No sobra añadir, conforme hemos procedido en circunstancias anteriores, que rechazamos rotundamente los atropellos contra la soberanía y demás derechos inalienables de las naciones, perpetrados por la superpotencia del Oeste, y sus rancias e insaciables pretensiones de convertir al Caribe y Centroamérica en el traspatio de su Casa Blanca. No por exiguos e indefensos, los granadinos son menos dignos de darse la forma de república que a bien tengan y sin intromisiones de ninguna índole, al igual que cualquier otro pueblo respetable del planeta. Esta posición nuestra obedece al arraigado criterio internacionalista de que la unidad de las masas trabajadoras de todas las latitudes, tan imprescindible para el buen suceso de la revolución mundial, únicamente cristalizará sobre la base de la plena vigencia de la autodeterminación de las naciones, al margen incluso de los regímenes sociales en ellas imperantes; anhelos de libertad y de independencia que compartimos con los demócratas sinceros, preferencialmente en la actual coyuntura histórica de dura prueba.

Pero los acontecimientos de Granada ostentan aspectos bastante ignorados, una especie de cara oculta de la luna que muy pocos han visto y que a nosotros nos interesa, sobremanera, revelar. Nos referimos al rol de los cubanos en todo este turbio asunto. En primer término, con la llegada de los infantes de marina yanquis y de sus grotescos refuerzos antillanos, se supo a ciencia cierta cuántos hombres mantenía allí La Habana y cuál era su carácter, puesto que, como acaece en muchos otros países donde interfieren, la magnitud y el cometido de aquella intervención mimetizada difícilmente se calcula. Algunas agencias noticiosas estimaban que la cifra no subía de un centenar, máximo dos, y que su encargo se circunscribía a colaborar en tareas alfabetizadoras, campañas de sanidad y sobre todo en la construcción del moderno y grande aeropuerto internacional de Salinas, en el borde sureño de la isla, al cual el Pentágono le achacó muy definidos fines belicistas, mientras la mamertería del Continente lo consideraba el mejor aporte fraternal al turismo de Granada y del Caribe entero. Al cabo de cuentas, la asesoría cubana rondó por el arribae de los mil efectivos, cantidad nada despreciable para una revolución tan despoblada, y ello sin sumar la pericia de los cincuenta soviéticos que asesoraban a los asesores.

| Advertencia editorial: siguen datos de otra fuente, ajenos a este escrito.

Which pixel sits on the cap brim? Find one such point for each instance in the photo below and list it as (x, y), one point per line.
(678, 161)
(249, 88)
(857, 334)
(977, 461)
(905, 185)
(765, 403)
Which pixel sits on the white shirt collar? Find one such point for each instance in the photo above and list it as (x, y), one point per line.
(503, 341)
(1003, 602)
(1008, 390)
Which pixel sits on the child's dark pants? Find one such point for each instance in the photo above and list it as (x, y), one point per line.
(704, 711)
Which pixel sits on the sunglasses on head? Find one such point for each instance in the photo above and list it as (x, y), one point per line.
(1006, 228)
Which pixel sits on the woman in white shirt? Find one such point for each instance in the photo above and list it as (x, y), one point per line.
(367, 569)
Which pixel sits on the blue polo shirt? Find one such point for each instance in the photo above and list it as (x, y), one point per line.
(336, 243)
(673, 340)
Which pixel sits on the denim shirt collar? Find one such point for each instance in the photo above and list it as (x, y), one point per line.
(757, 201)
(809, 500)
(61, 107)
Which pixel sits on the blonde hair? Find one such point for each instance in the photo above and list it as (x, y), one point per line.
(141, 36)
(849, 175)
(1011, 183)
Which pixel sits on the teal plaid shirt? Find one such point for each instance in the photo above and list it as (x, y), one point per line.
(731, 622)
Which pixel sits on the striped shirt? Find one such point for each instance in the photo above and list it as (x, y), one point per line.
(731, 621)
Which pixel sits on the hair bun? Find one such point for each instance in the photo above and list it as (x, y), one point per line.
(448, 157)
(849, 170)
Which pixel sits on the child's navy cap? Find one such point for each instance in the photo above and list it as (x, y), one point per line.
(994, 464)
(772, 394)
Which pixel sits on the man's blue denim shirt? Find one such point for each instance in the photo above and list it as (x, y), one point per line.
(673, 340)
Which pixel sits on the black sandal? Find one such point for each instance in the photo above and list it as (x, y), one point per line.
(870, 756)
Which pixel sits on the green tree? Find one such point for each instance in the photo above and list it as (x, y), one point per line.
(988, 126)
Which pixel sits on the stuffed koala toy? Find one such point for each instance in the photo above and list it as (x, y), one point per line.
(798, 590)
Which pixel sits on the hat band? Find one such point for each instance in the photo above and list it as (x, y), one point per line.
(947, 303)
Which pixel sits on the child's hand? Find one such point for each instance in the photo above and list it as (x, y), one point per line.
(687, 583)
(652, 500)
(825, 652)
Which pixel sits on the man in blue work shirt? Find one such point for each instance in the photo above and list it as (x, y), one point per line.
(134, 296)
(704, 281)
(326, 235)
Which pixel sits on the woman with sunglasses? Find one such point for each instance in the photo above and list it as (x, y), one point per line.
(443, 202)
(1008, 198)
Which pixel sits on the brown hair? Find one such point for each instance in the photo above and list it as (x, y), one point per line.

Llegado el momento de la verdad, y sin que importe ya mantener encubierta la naturaleza castrense de diseñadores, ingenieros, albañiles y ayudantes rasos del aeropuerto en ejecución, Fidel Castro envió, el 24, un día antes del abordaje enemigo, a un oficial de alto rango, el coronel Pedro Tortoló Comas, a objeto de que asumiera "el mando de todo el personal cubano"; el 25 impartió a sus huestes la orden concluyente de "no rendirse bajo ningún concepto", y el 26, cuando todo estaba prácticamente consumado, explicó que se había obrado así para salvar "el honor, la ética y la dignidad de nuestro país".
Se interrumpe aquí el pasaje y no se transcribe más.